Hello, Everyone! This happens to be my first-ever blog post for which I am very excited. Writing and Setting up a blog was something that was in my mind for a while and finally after lots of failed attempts and sometimes excusable procrastination attempts I managed to write one.
This blog post will be about very important topics, which I believe shares a behemoth of an impact in creating a difference between a good analysis from a great one.
“Numbers have an important story to tell. They rely on you to give them a clear and convincing voice.” - Stephen Few
The post will try to over these aspects - An attempt to understand the visualization process put forward by Ben Fry - Visualizing Airports locations around the world - Visual Study of Flight Routes in-around India.
My interest in generative art, gravitated me towards Ben Fry initially to develop and understanding on how to present data in a more meaningful way. His book Visualizing Data provides a seven step process to create a narrative originated from data.

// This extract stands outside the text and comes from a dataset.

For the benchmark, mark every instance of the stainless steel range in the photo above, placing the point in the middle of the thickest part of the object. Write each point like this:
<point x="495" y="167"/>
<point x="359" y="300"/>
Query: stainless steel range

Let’s start covering each step one by one, and soon we will realize that these aren’t much of incremental steps as much as an intertwined processes which we return back to one after another.
Most of the data visualization originates from a question. It is important to have a question as it separates unnecessary constructs and provides a precise answer to the question.
Where are the Airports around the world located?
Lets acquire the data.
Before that I’ll load important packages.
library(XML)
library(ggplot2)
library(tidyr)
library(dplyr)
library(sp)
library(geosphere)
library('maps')
library('ggthemes')
library('plotly')
After a few minutes of google search, I happen to find a document that has all the coordinates of Airports locations around the globe. Let’s load that.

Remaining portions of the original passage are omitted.